A radical transformation is under way in Saudi security posture. From the Kingdom’s inception, they have always relied on the protection of outside powers for external security. The Saudi armed forces have served an internal security role, instead.
This arrangement is rooted in the early history of the Saudi state, when Abdulaziz al-Saud led an army of devoted followers known as the Ikhwan to conquer most of the Arabian peninsula in the 1920s. Saud and the Ikhwan came from different tribal regions of Arabia, and when he felt threatened by the Ikhwan’s insubordination in 1927, he drafted fighters from his native Najd region to suppress the Hijazi fighters in the Ikhwan. From that point forward, the regime focused its security resources on domestic security—and left external protection to a great power.
The United Kingdom, with its vast economic interests in the Persian Gulf, initially played that protective role. But the British withdrew from the Gulf in the late 1960s and early 1970s, leaving behind a precarious balance of power between Saudi Arabia, Iraq, and Iran.
The Iranian revolution of 1979 firmly introduced the U.S. as a major Saudi security benefactor, as it forced an end to the hands-off posture of the Nixon Doctrine and brought about the much more assertive Carter Doctrine. From that time, the U.S. has been intimately involved in Gulf security, serving as policeman to protect the Saudis from Iran since the revolution and from Iraq after 1991.
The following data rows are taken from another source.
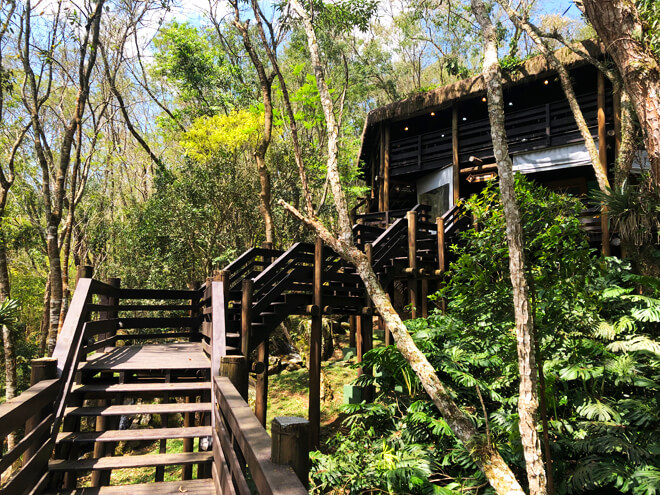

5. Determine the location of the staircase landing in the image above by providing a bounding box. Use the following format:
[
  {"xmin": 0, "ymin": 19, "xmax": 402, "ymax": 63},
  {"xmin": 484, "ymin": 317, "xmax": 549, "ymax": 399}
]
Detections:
[{"xmin": 79, "ymin": 342, "xmax": 211, "ymax": 371}]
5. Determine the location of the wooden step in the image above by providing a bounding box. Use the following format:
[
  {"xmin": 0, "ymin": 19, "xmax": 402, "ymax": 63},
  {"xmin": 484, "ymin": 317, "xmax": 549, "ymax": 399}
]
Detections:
[
  {"xmin": 57, "ymin": 426, "xmax": 211, "ymax": 444},
  {"xmin": 46, "ymin": 479, "xmax": 216, "ymax": 495},
  {"xmin": 48, "ymin": 452, "xmax": 213, "ymax": 471},
  {"xmin": 64, "ymin": 402, "xmax": 211, "ymax": 417},
  {"xmin": 71, "ymin": 382, "xmax": 211, "ymax": 398}
]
Saudi armed forces participated in very little conventional combat throughout this entire saga. Their lone participation in major military operations—a token presence in the Kuwait liberation forces—was, in the words of Ken Pollack, not inspiring: “Little was asked of the Saudi military during the Gulf War; little was delivered. … At the tactical level, Saudi forces were mostly terrible.” The Saudi military has no defense doctrine, abysmal maintenance practices, lackluster and incomplete training, and overlapping burdens of responsibility. They are a long ways from being a powerful fighting force against a state opponent.
But King Salman has made it clear that the days of Saudi passivity—and deference to the U.S.—are over. The first extraordinary sign of this was the Saudi decision to bomb Houthi positions in Yemen to bolster the pro-government forces—an operation of unprecedented scale for the Saudis. The Royal Saudi Air Force has conducted thousands of sorties in Yemen, pounding Houthi artillery forces and sending errant cluster bombs into civilian neighborhoods. The Saudis are willing to get messy.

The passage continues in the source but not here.